Principle:Huggingface Trl GRPO Training Loop
| Property | Value |
|---|---|
| Principle Name | GRPO Generation, Scoring, and Training Loop |
| Library | Huggingface TRL |
| Category | Online RL Training Loop |
| Paper | GRPO (DeepSeekMath) |
| Related Papers | DAPO, Dr. GRPO, CISPO (MiniMax-M1), SAPO |
Overview
Description
The GRPO training loop is the core of the online RL pipeline. Each training step consists of three phases: (1) generation -- the policy model generates multiple completions per prompt; (2) scoring -- reward functions evaluate completions and advantages are computed using group-relative normalization; (3) policy update -- the model is updated using a clipped surrogate objective that maximizes the advantage-weighted log-probability of good completions.
This loop repeats for each batch, with completions being regenerated periodically (controlled by steps_per_generation and num_iterations). Between regenerations, the same set of completions is reused across multiple gradient accumulation steps, amortizing the cost of generation.
Usage
Once the GRPOTrainer is initialized, the training loop is launched with a single call:
trainer.train()
The train() method is inherited from the Hugging Face Trainer. The GRPO-specific logic is implemented in the overridden methods _prepare_inputs, _generate_and_score_completions, and _compute_loss.
Theoretical Basis
Phase 1: Generation
For each prompt in the batch, the model generates G completions (controlled by num_generations). Generation can happen via three backends:
- Transformers generate: The standard
model.generate()path using left-padded inputs and sampling with the configured temperature, top_p, top_k, and min_p parameters. - Transformers paged: The continuous-batching
model.generate_batch()API for memory-efficient generation. - vLLM: Offloaded generation via the vLLM backend (server or colocated mode) for significantly faster throughput.

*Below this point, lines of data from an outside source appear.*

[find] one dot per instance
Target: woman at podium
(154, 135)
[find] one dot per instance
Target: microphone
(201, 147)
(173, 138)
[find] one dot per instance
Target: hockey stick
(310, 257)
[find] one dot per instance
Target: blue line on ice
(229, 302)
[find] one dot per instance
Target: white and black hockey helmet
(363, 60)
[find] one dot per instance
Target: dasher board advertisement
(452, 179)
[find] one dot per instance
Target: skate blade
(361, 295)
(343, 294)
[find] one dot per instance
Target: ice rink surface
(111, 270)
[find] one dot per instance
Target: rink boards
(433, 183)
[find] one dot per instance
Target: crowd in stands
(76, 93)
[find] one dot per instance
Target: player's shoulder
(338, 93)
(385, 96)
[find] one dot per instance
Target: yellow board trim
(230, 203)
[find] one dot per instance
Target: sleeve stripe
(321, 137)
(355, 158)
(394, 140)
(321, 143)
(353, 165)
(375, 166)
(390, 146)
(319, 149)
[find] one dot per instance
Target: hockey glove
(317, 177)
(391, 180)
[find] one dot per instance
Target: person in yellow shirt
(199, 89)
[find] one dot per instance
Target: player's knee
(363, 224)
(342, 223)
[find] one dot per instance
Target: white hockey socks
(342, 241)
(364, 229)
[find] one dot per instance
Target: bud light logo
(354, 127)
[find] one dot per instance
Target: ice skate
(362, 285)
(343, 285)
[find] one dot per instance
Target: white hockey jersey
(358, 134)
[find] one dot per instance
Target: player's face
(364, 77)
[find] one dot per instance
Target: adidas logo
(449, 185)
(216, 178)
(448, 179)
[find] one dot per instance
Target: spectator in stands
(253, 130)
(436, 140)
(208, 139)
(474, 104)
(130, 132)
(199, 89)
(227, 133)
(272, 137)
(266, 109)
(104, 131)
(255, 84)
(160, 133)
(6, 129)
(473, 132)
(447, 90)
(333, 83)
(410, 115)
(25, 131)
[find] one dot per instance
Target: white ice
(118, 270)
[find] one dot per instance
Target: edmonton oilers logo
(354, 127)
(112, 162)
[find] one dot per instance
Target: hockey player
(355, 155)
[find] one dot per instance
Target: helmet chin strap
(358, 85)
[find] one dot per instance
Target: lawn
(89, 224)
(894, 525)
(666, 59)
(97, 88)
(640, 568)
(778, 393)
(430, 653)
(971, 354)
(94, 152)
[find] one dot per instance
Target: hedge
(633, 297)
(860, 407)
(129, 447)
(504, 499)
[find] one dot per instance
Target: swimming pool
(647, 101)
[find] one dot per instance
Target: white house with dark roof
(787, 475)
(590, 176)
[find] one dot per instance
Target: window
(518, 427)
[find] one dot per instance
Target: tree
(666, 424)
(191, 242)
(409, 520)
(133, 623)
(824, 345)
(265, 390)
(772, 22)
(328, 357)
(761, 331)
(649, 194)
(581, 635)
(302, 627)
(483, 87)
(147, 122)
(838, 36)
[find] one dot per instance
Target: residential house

When using vLLM, model weights are synchronized from the training process to the vLLM engine before each generation batch. The vLLM backend also returns per-token log-probabilities from the sampling process, which are used for importance sampling correction.
For agentic training with tools, generation enters a multi-turn loop: after the model generates a response with tool calls, the tools are executed, results are appended to the prompt, and the model generates again. This continues until no tool calls are made or the iteration limit is reached.

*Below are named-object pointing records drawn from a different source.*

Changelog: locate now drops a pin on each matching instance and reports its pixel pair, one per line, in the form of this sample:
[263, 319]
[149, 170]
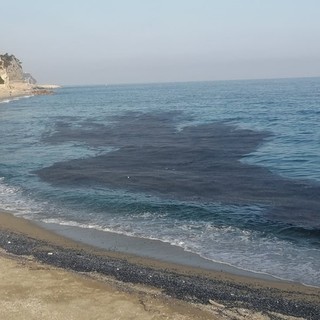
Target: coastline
[18, 90]
[206, 292]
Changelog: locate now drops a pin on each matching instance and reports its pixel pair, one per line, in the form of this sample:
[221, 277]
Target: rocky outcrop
[11, 71]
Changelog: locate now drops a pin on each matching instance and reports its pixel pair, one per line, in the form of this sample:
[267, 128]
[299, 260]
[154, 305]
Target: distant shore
[179, 291]
[23, 89]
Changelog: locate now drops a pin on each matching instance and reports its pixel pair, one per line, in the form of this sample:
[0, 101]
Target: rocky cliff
[11, 71]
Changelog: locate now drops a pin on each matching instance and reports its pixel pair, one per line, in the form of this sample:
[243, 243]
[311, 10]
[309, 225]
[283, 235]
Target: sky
[77, 42]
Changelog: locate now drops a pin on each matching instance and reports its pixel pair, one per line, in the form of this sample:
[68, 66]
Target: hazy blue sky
[124, 41]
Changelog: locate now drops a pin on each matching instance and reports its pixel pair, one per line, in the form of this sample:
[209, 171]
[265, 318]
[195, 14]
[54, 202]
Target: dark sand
[177, 291]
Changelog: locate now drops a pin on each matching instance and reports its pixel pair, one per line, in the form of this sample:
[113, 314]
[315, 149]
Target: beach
[47, 276]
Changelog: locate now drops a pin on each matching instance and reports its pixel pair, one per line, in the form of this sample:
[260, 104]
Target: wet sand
[47, 276]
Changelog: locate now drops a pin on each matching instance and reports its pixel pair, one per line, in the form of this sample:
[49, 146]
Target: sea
[227, 170]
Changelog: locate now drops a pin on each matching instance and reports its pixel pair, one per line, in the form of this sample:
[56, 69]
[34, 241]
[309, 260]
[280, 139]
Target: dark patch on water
[198, 163]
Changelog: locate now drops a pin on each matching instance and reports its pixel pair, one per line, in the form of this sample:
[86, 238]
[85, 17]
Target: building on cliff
[11, 71]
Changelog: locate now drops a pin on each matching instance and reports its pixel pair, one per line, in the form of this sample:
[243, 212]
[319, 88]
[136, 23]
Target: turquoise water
[227, 170]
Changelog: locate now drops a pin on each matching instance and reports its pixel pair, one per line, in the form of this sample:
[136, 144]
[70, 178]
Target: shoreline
[23, 90]
[211, 289]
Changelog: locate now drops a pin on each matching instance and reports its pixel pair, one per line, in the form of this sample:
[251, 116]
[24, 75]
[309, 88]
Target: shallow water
[227, 170]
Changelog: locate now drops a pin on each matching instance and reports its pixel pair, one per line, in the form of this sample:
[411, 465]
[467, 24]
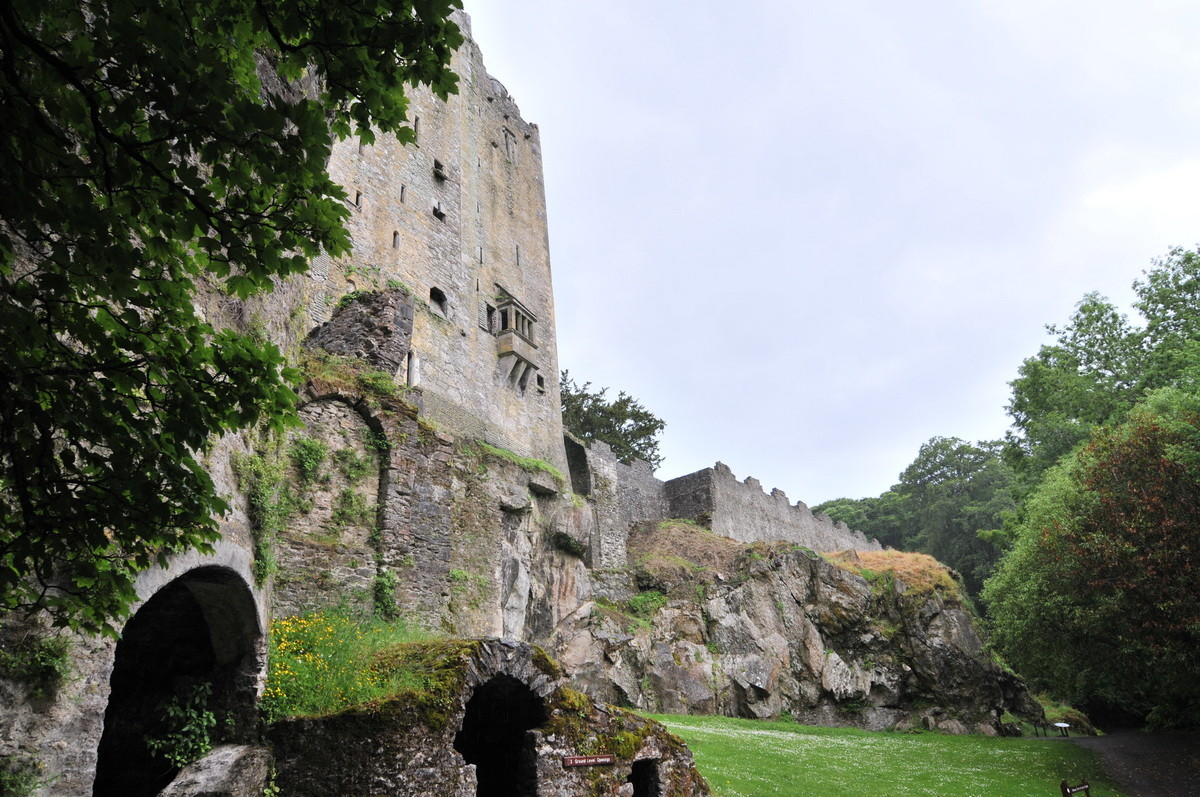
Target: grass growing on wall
[327, 661]
[526, 462]
[745, 757]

Phase 2: Scoring and Advantage Computation
After generation, completions are scored by all configured reward functions. The rewards are gathered across distributed processes (since completions for the same group may be split across GPUs) and then aggregated:
- Per-function rewards: Each reward function produces a scalar per completion.

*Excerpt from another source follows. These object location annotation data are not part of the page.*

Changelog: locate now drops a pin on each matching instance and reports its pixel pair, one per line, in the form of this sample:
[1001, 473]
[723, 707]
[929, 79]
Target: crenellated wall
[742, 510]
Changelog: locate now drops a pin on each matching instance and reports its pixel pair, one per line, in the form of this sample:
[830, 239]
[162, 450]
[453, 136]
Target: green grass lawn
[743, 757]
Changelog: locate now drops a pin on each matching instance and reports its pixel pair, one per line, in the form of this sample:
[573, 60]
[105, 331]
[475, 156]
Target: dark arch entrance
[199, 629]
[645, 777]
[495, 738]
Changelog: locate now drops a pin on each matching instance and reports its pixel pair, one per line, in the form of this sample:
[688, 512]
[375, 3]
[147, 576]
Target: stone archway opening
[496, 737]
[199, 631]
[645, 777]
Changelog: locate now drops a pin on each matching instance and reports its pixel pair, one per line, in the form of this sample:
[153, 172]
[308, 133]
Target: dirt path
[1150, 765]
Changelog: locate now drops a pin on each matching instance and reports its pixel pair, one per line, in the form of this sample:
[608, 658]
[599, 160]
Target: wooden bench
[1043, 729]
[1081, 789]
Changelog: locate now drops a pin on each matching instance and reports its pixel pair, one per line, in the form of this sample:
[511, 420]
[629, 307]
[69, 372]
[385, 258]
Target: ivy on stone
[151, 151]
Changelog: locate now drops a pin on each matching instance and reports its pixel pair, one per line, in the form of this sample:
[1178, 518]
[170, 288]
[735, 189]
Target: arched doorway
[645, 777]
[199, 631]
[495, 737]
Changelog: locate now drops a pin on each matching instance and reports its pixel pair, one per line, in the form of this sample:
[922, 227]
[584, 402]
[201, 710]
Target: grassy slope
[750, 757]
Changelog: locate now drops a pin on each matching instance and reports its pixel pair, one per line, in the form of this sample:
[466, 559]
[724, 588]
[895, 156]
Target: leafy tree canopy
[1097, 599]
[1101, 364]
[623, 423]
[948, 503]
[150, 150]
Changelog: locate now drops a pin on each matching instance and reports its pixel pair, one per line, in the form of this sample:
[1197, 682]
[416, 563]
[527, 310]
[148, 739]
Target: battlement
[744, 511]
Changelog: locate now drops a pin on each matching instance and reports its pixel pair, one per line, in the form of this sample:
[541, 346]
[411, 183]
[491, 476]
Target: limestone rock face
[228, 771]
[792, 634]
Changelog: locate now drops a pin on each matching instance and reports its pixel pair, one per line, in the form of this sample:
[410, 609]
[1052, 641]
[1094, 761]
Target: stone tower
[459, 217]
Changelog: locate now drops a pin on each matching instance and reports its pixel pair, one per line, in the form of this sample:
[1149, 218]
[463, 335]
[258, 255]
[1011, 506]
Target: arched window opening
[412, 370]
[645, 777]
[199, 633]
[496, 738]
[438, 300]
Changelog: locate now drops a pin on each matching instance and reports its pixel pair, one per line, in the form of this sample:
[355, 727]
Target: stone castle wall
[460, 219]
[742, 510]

Nonevalues indicate non-applicable rewards. - Weighted aggregation: Rewards are combined using
reward_weightsandmulti_objective_aggregation. - Group-relative normalization: Advantages are computed by subtracting the group mean and (optionally) dividing by the group standard deviation.
The aggregation strategy determines the normalization order:
- sum_then_normalize: Sum weighted rewards first, then normalize within groups
- normalize_then_sum: Normalize each reward function independently within groups, then sum (GDPO approach)
Phase 3: Policy Update (Loss Computation)
The policy gradient loss uses a clipped surrogate objective inspired by PPO but adapted for the group-relative setting. The loss computation involves:
- Log-probability computation: Forward pass through the model to get per-token log-probabilities for the generated completions.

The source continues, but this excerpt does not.